Pari’s hands shake. A startling thing is happening to her. Something truly remarkable. The picture of it in her mind is of an ax striking soil and suddenly rich black oil bubbling up to the surface. This is what is happening to her, memories struck upon, rising up from the depths. She gazes out the window in the direction of the brasserie, but what she sees is not the skinny waiter beneath the awning, black apron tied at the waist and shaking a cloth over a table, but a little red wagon with a squeaky wheel bouncing along beneath a sky of unfurling clouds, rolling over ridges and down dried-up gullies, up and down ocher hills that loom and then fall away. She sees tangles of fruit trees standing in groves, the breeze catching their leaves, and rows of grapevines connecting little flat-roofed houses. She sees washing lines and women squatting by a stream, and the creaking ropes of a swing beneath a big tree, and a big dog, cowering from the taunts of village boys, and a hawk-nosed man digging a ditch, shirt plastered to his back with sweat, and a veiled woman bent over a cooking fire.
But something else too at the edge of it all, at the rim of her vision—and this is what draws her most—an elusive shadow. A figure. At once soft and hard. The softness of a hand holding hers. The hardness of knees where she’d once rested her cheek. She searches for his face, but it evades her, slips from her, each time she turns to it. Pari feels a hole opening up in her. There has been in her life, all her life, a great absence. Somehow, she has always known.
“Brother,” she says, unaware she is speaking. Unaware she is weeping.
A verse from a Farsi song suddenly tumbles to her tongue:
I know a sad little fairy
Who was blown away by the wind one night.
There is another, perhaps earlier, verse, she is sure of it, but that eludes her as well.
Pari sits. She has to. She doesn’t think she can stand at the moment. She waits for the coffee to brew and thinks that when it’s ready she is going to have a cup, and then perhaps a cigarette, and then she is going to go to the living room to call Collette in Lyon, see if her old friend can arrange her a trip to Kabul.

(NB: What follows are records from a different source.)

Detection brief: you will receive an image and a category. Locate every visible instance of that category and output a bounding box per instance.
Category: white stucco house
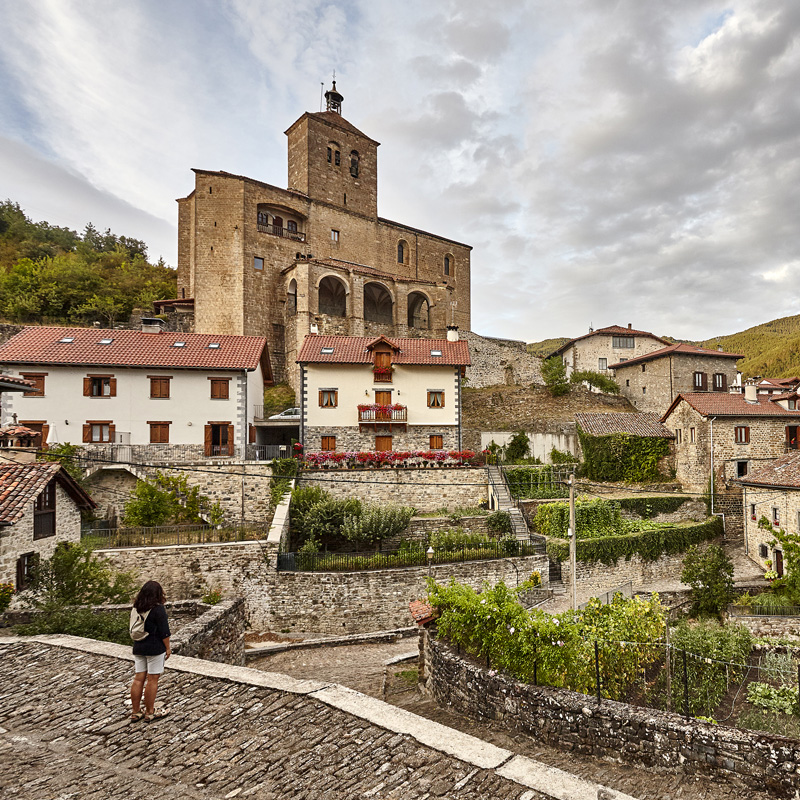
[297,326,470,452]
[0,460,95,591]
[0,321,271,459]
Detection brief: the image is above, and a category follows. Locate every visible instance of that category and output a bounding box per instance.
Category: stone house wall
[297,467,489,511]
[609,353,736,414]
[420,631,800,797]
[0,484,81,586]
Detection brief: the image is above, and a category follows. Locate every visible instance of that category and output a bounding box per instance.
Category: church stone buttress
[178,83,472,386]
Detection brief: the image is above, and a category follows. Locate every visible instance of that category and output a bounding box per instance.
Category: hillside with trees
[0,200,177,327]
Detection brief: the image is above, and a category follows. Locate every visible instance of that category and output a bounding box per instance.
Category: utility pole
[569,472,578,611]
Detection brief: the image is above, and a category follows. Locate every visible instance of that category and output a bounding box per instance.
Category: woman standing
[131,581,171,722]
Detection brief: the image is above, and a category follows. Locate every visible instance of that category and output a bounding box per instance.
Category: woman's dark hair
[133,581,167,614]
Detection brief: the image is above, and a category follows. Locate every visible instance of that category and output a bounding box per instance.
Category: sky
[0,0,800,341]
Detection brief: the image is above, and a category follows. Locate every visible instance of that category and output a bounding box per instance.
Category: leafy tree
[505,431,530,463]
[569,369,619,394]
[28,542,135,610]
[681,544,733,616]
[542,356,569,397]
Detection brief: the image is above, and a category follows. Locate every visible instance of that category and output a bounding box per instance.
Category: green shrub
[547,517,723,565]
[670,620,753,716]
[681,544,733,616]
[486,511,513,534]
[569,369,619,394]
[341,501,414,546]
[542,356,569,397]
[14,608,131,645]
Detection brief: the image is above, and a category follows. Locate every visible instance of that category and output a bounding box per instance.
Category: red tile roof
[575,411,675,439]
[608,342,744,369]
[548,325,669,358]
[296,334,471,367]
[737,450,800,489]
[0,328,267,370]
[0,462,96,525]
[661,392,800,422]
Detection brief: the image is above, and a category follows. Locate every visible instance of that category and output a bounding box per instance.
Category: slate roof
[297,334,471,367]
[609,342,744,369]
[738,450,800,489]
[0,461,96,525]
[661,392,800,422]
[0,328,267,370]
[575,411,674,439]
[547,325,669,358]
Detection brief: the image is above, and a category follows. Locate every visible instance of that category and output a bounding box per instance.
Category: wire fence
[81,522,269,549]
[278,539,538,572]
[455,640,800,739]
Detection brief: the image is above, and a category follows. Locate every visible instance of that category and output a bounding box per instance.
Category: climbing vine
[578,426,669,483]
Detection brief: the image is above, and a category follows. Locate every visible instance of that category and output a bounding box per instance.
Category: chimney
[142,317,164,333]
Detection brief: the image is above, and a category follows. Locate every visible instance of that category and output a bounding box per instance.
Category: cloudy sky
[0,0,800,341]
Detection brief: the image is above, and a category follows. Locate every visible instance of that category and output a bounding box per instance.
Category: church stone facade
[178,84,472,387]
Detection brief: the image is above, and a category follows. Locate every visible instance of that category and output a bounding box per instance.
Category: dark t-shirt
[133,606,171,656]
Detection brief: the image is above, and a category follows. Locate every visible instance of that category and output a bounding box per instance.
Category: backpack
[129,606,150,642]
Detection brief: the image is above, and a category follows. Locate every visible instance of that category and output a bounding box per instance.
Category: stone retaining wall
[419,630,800,797]
[297,467,488,511]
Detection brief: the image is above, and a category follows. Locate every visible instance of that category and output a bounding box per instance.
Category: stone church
[173,82,472,386]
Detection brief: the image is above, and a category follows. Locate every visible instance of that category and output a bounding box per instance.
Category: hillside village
[0,87,800,800]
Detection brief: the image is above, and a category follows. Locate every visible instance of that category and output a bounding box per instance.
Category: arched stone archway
[408,292,431,330]
[318,275,347,317]
[364,283,394,325]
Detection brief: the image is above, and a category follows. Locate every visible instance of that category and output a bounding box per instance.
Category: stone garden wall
[420,630,800,797]
[297,467,488,511]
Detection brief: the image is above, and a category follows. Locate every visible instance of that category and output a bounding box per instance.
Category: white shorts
[133,653,167,675]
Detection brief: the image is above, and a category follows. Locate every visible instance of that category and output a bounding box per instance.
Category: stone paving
[0,637,631,800]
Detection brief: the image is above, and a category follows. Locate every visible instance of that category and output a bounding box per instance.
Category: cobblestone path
[0,637,632,800]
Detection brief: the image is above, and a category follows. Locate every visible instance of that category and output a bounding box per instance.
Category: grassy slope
[699,314,800,378]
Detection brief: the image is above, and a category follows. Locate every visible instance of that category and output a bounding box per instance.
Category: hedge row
[547,517,723,565]
[617,495,692,519]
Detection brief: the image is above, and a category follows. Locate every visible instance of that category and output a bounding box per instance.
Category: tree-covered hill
[0,200,176,326]
[699,314,800,378]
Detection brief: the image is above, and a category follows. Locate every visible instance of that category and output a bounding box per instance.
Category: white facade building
[0,325,271,458]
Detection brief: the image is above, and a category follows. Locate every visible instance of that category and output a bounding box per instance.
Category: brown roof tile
[608,342,744,369]
[661,392,800,422]
[575,411,674,439]
[0,462,95,525]
[548,325,669,358]
[737,451,800,489]
[297,334,471,367]
[0,328,267,370]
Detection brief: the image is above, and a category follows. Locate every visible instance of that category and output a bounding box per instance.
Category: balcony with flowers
[358,403,408,428]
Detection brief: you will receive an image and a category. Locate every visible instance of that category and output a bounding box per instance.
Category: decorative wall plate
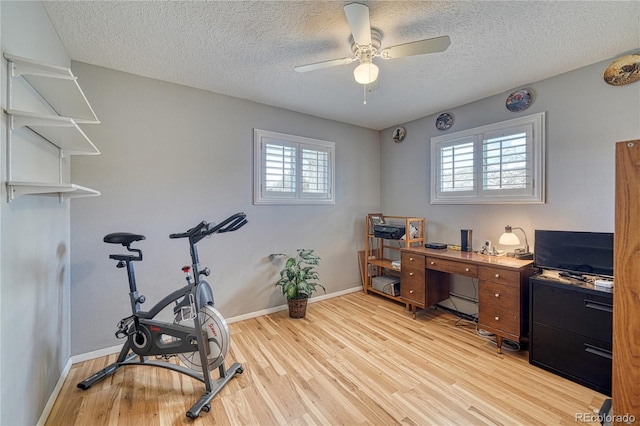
[436,112,453,130]
[602,55,640,86]
[393,127,407,143]
[505,89,533,112]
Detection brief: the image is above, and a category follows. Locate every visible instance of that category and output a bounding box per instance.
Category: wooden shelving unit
[364,213,426,303]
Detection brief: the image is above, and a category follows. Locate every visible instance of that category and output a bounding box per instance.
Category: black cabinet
[529,275,613,395]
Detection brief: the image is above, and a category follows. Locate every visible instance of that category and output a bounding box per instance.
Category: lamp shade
[498,232,520,246]
[353,62,378,84]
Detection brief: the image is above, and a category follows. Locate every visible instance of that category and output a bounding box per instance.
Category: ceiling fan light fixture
[353,62,378,85]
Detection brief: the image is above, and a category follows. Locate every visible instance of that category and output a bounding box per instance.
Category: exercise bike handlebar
[169,212,248,243]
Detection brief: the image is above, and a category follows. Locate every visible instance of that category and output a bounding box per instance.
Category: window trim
[253,129,335,205]
[430,111,546,204]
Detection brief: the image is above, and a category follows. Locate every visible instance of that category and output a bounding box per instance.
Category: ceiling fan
[295,3,451,86]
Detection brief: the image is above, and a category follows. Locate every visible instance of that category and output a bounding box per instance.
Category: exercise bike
[77,213,247,419]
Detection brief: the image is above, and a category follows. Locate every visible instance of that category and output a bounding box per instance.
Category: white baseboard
[71,343,124,364]
[37,285,362,426]
[71,285,362,364]
[226,285,362,324]
[36,358,73,426]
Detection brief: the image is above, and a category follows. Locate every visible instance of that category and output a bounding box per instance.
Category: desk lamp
[498,225,533,260]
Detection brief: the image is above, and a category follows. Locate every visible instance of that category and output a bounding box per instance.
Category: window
[253,129,335,204]
[431,112,545,204]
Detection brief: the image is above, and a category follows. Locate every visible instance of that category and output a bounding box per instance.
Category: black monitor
[533,229,613,277]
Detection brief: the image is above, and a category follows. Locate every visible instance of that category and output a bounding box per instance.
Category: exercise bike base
[77,343,244,419]
[187,362,244,419]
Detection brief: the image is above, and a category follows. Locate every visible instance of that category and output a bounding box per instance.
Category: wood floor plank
[46,293,606,426]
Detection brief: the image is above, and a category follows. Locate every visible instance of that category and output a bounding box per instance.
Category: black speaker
[460,229,473,251]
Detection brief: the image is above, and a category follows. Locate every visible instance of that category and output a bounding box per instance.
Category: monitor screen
[533,229,613,277]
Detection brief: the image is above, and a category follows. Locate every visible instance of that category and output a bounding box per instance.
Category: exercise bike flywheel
[174,305,231,372]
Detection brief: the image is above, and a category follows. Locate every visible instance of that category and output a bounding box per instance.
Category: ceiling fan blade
[294,58,356,72]
[344,3,371,45]
[364,78,380,93]
[380,36,451,59]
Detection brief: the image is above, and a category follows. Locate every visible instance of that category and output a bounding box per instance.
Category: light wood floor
[46,292,606,426]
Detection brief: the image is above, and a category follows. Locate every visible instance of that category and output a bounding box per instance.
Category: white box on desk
[371,275,400,296]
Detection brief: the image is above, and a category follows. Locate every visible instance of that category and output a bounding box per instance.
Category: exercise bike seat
[102,232,146,247]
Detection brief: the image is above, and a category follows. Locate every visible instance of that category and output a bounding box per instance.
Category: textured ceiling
[44,1,640,130]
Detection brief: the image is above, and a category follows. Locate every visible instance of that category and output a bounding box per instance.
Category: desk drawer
[426,257,478,278]
[478,281,520,312]
[400,263,425,307]
[478,302,520,336]
[400,252,424,269]
[478,266,520,287]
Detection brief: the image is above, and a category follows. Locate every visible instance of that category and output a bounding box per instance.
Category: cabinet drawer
[478,302,520,336]
[530,278,613,343]
[529,322,612,395]
[478,281,520,312]
[478,266,520,287]
[426,257,478,277]
[400,264,425,306]
[400,252,424,269]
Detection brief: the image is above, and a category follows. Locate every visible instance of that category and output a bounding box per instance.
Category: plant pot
[287,296,309,318]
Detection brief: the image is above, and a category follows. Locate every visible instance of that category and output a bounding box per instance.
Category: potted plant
[269,249,327,318]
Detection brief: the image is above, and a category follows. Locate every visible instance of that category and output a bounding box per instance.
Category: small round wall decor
[436,112,453,130]
[602,55,640,86]
[393,127,407,143]
[505,89,533,112]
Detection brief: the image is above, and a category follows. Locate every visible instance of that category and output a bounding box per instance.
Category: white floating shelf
[7,182,100,201]
[7,110,100,155]
[4,53,100,124]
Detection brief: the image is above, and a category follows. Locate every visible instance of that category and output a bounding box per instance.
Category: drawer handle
[584,343,612,359]
[584,299,613,312]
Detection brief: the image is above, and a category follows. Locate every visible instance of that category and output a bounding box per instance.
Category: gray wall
[0,1,71,425]
[71,63,380,355]
[381,52,640,310]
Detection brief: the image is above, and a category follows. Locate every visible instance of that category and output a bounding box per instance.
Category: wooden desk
[400,247,533,353]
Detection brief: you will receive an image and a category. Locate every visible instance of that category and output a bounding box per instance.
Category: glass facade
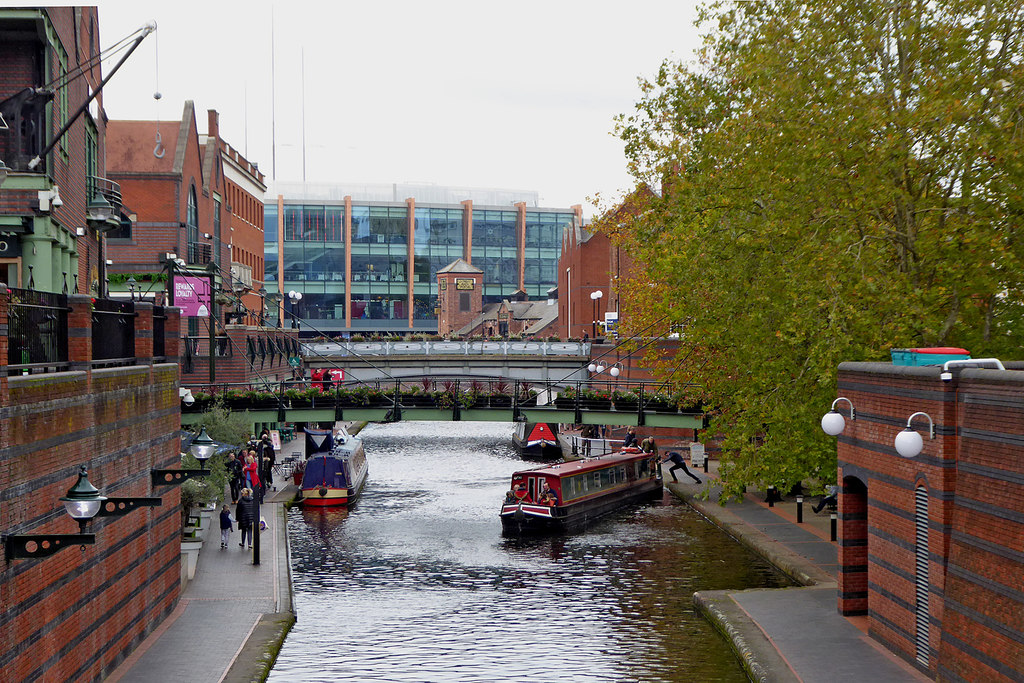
[473,209,519,303]
[264,199,574,336]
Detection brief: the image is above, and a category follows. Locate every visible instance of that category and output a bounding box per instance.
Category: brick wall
[838,362,1024,681]
[0,294,181,681]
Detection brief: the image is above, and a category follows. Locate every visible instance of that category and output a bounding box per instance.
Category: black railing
[6,289,71,375]
[92,299,136,366]
[153,306,167,358]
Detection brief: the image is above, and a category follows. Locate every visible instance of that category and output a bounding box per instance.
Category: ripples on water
[268,422,786,683]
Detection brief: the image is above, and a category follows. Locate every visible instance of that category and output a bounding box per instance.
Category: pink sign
[174,275,210,317]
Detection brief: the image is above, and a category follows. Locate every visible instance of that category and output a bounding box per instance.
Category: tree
[598,0,1024,501]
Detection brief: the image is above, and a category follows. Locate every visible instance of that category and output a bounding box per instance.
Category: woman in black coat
[234,488,256,548]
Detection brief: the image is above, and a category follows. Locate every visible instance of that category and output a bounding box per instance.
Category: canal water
[268,422,790,683]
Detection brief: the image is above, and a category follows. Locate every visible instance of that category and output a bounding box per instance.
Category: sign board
[690,441,706,467]
[173,275,211,317]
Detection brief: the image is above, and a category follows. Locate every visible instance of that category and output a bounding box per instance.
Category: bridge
[181,374,705,429]
[302,341,591,385]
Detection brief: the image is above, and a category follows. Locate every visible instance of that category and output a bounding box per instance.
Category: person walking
[234,488,256,549]
[662,451,700,483]
[225,449,246,504]
[220,504,234,548]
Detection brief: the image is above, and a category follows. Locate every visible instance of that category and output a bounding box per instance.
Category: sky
[88,0,698,216]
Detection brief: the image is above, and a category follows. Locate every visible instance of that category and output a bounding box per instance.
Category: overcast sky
[92,0,697,216]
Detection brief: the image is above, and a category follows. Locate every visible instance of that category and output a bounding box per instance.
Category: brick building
[0,7,126,295]
[838,362,1024,681]
[108,105,274,384]
[437,258,483,336]
[0,287,181,682]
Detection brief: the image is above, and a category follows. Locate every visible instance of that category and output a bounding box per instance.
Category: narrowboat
[512,422,562,460]
[501,447,662,537]
[299,427,369,507]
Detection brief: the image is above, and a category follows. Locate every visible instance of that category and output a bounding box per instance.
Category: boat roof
[512,449,652,477]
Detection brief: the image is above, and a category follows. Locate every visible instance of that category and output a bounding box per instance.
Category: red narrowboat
[501,447,662,537]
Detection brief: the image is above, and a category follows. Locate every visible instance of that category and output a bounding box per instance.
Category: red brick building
[838,362,1024,681]
[0,288,181,682]
[437,258,483,336]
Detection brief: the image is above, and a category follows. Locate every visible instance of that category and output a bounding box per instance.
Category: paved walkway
[105,434,303,683]
[665,458,931,683]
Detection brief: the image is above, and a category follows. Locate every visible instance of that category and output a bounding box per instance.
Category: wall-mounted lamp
[3,465,106,561]
[893,412,935,458]
[821,396,857,436]
[39,185,63,213]
[150,428,217,486]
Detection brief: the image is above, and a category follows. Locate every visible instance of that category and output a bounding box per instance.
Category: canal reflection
[268,423,787,682]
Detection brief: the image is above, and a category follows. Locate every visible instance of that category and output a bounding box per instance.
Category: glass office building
[264,183,581,336]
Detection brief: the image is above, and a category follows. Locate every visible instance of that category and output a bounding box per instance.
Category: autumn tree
[600,0,1024,493]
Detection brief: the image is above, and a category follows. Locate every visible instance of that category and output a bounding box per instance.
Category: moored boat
[299,428,369,507]
[501,449,662,536]
[512,422,562,460]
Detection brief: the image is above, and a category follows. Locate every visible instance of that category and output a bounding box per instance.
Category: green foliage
[598,0,1024,495]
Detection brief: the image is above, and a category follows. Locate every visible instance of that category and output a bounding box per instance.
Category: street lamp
[3,465,106,561]
[288,290,302,330]
[150,427,217,486]
[893,412,935,458]
[590,290,604,339]
[821,396,857,436]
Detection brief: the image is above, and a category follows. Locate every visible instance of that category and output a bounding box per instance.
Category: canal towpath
[665,456,931,683]
[104,433,304,683]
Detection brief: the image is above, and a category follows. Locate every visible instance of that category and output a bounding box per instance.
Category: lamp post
[150,426,217,486]
[3,465,106,561]
[288,290,302,330]
[590,290,604,339]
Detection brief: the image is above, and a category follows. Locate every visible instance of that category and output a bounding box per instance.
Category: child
[220,505,234,548]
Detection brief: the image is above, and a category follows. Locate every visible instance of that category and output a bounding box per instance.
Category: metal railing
[6,288,71,375]
[92,299,137,367]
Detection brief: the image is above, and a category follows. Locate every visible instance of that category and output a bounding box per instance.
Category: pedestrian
[242,451,260,495]
[234,488,256,549]
[662,451,700,483]
[226,449,246,504]
[220,504,234,548]
[623,427,639,449]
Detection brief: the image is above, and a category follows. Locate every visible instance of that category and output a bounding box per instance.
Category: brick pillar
[838,477,867,616]
[164,306,181,362]
[68,294,93,371]
[135,301,153,366]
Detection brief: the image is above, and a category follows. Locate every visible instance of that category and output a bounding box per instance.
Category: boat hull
[501,479,663,538]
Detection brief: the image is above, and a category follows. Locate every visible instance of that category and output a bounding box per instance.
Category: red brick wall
[0,296,181,681]
[839,364,1024,680]
[939,370,1024,681]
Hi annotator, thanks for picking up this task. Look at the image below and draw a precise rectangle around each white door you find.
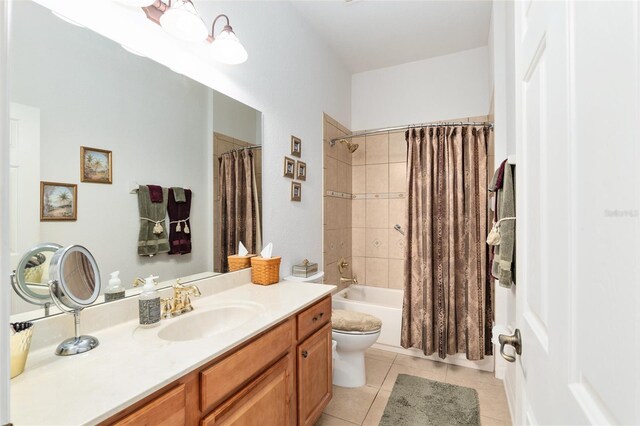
[9,103,42,313]
[514,1,640,425]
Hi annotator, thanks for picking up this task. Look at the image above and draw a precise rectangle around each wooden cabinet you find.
[200,319,295,412]
[201,355,294,426]
[115,384,186,426]
[102,296,332,426]
[297,324,333,425]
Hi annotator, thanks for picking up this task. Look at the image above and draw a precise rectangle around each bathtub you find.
[332,285,493,371]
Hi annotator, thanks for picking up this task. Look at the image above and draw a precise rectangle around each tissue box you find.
[227,254,255,272]
[291,259,318,278]
[251,256,280,285]
[9,322,33,379]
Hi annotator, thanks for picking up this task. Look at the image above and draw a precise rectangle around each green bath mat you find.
[380,374,480,426]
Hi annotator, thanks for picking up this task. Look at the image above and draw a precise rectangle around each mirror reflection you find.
[8,1,262,320]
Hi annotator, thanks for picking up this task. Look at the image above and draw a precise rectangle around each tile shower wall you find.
[351,131,407,288]
[350,116,493,289]
[323,114,357,287]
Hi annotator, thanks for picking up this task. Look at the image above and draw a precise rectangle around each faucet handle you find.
[160,297,173,319]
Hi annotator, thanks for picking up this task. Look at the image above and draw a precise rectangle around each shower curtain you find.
[215,149,262,272]
[401,126,493,360]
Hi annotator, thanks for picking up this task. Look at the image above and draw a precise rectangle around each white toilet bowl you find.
[331,329,380,388]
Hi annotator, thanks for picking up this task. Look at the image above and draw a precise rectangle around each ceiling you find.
[292,0,491,73]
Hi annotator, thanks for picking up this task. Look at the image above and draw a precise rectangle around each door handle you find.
[498,328,522,362]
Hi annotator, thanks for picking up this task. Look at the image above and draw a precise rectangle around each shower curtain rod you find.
[225,145,262,152]
[330,121,493,146]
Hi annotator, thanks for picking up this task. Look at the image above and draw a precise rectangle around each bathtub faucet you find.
[340,275,358,284]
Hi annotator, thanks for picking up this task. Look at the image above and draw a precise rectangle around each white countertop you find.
[11,282,335,426]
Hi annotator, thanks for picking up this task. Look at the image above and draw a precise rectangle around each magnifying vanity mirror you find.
[49,245,100,356]
[11,243,62,316]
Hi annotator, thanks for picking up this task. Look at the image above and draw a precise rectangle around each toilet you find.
[331,309,382,388]
[284,272,382,388]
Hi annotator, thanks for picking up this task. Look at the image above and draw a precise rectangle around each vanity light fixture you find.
[210,15,249,65]
[51,10,85,28]
[115,0,156,7]
[160,0,209,43]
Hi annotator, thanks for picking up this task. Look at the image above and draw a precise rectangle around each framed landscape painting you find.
[80,146,112,183]
[40,182,78,221]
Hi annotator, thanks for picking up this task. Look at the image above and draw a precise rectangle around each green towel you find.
[491,163,516,288]
[138,185,169,256]
[171,186,187,203]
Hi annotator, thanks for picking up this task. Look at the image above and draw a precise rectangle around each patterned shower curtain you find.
[401,126,493,360]
[215,149,262,272]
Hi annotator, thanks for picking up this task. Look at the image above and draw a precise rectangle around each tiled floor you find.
[316,349,511,426]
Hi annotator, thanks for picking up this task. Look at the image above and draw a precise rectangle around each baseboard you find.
[372,343,493,372]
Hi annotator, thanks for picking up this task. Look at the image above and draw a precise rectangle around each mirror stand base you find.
[56,336,100,356]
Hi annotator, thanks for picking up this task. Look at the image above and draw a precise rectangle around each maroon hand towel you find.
[147,185,163,203]
[167,188,192,254]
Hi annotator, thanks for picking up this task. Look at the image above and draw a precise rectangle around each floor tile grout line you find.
[360,388,380,426]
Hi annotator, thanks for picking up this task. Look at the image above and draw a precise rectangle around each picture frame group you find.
[282,135,307,201]
[40,146,113,222]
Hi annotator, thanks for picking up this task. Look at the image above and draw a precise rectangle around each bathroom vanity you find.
[11,271,335,425]
[102,296,332,426]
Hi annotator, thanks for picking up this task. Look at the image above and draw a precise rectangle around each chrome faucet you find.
[162,279,202,319]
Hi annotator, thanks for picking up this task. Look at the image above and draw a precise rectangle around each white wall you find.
[212,90,262,145]
[489,2,517,418]
[9,2,212,290]
[30,0,351,284]
[351,47,491,131]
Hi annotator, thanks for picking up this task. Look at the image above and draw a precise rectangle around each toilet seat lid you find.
[331,328,381,336]
[331,309,382,334]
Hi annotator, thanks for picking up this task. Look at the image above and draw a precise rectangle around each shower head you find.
[338,139,359,154]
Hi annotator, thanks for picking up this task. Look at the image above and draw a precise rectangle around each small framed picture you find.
[291,182,302,201]
[291,135,302,158]
[296,161,307,180]
[40,182,78,221]
[80,146,112,183]
[284,157,296,179]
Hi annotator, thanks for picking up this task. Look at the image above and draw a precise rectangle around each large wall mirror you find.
[9,1,262,319]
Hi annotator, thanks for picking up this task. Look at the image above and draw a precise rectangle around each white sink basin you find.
[158,301,265,342]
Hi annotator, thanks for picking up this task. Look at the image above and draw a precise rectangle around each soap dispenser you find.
[104,271,124,302]
[138,275,160,327]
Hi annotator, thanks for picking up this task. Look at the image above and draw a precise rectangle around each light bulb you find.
[211,26,249,65]
[160,0,209,43]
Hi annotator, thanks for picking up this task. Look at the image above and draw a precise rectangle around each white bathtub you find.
[332,285,493,371]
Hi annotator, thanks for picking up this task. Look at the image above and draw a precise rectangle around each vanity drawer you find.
[200,355,295,426]
[200,319,294,413]
[298,296,331,341]
[114,384,187,426]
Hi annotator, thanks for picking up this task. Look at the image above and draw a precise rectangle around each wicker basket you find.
[227,254,255,272]
[251,256,280,285]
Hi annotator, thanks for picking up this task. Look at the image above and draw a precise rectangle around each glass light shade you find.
[114,0,155,7]
[160,0,209,43]
[211,28,249,65]
[51,10,85,28]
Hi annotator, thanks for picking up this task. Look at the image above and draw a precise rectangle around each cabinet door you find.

But for the moment Pari sits. She shuts her eyes, as the coffeemaker begins to gurgle, and she finds behind her eyelids hills that stand soft and a sky that stands high and blue, and the sun setting behind a windmill, and always, always, hazy strings of mountains that fall and fall away on the horizon.
“Your father is a great man.”
Adel looked up. It was the teacher Malalai who had leaned in and whispered this in his ear. A plump, middle-aged woman wearing a violet beaded shawl around her shoulders, she smiled at him now with her eyes shut.
“And you are a lucky boy.”
“I know,” he whispered back.
Good, she mouthed.
They were standing on the front steps of the town’s new school for girls, a rectangular light green building with a flat roof and wide windows, as Adel’s father, his Baba jan, delivered a brief prayer followed by an animated speech. Gathered before them in the blazing midday heat was a large crowd of squinting children, parents, and elders, roughly a hundred or so locals from the small town of Shadbagh-e-Nau, “New Shadbagh.”